Urne aperte oggi in Tigray, nonostante il governo federale si sia opposto. Al voto prenderanno parte quattro milioni e 300.000 elettori tigrini, gruppo etnico che per oltre vent’anni, fino all’arrivo di Abiy Ahmed, ha rappresentato la classe dirigente del Paese attraverso il Tigray People’s Liberation Front (Tplf).
Le tensioni tra il Tplf e il premier Abiy Ahmed sono andate crescendo negli ultimi anni. Il primo ministro, salito al potere nel 2018 in alleanza con il Tplf, che ha guidato l’Etiopia in maniera autoritaria per decenni, ne ha gradualmente preso le distanze fino a fondare il Prosperity Party (Pp) nel dicembre 2019.

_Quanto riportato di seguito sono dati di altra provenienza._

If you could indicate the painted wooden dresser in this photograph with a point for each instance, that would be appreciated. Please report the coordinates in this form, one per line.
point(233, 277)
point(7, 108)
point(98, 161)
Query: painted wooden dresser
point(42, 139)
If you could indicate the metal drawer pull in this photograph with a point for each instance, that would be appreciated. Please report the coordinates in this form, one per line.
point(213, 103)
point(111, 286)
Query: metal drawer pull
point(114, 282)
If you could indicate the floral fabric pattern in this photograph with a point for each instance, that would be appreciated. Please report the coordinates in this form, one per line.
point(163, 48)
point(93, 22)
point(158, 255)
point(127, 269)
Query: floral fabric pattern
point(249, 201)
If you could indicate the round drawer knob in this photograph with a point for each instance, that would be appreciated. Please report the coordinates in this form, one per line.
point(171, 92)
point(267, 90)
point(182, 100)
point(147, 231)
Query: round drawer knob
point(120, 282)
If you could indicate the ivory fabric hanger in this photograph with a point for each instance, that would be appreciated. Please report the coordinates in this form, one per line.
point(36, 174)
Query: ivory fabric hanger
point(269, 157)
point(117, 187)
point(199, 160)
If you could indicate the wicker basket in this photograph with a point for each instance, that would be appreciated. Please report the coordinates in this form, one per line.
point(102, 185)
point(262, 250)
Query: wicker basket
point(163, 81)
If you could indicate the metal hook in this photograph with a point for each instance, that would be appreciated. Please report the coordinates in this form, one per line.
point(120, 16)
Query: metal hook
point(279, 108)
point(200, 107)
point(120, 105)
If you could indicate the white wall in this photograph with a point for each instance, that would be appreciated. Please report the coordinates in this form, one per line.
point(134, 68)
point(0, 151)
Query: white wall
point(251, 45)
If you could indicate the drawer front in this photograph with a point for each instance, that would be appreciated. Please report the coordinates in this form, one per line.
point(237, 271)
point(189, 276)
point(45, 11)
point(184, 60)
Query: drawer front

Il Tplf detiene però ancora il potere nello Stato del Tigray, sua base elettorale da decenni. Sul territorio il partito ha ancora una forte presa e, si teme, cercherà di guadagnarsi (con metodi leciti e illeciti) un’ampissima vittoria per dimostrare la sua forza al governo di Addis Abeba.
Il Tplf è stato al potere per 27 anni e attualmente molti dei dirigenti politici si sono autoisolati nella regione e si dice che una grande parte dei fondi raccolti in quei decenni potrebbe essere oggi in gioco per influenzare la politica nazionale etiope.
Alla richiesta di aspettare la fine dell’epidemia per le elezioni, gli ex dirigenti tigrini hanno ribattuto: «Qualsiasi tentativo del governo centrale di fermare o interrompere l’elezione del Tigray, equivarrà a una dichiarazione di guerra».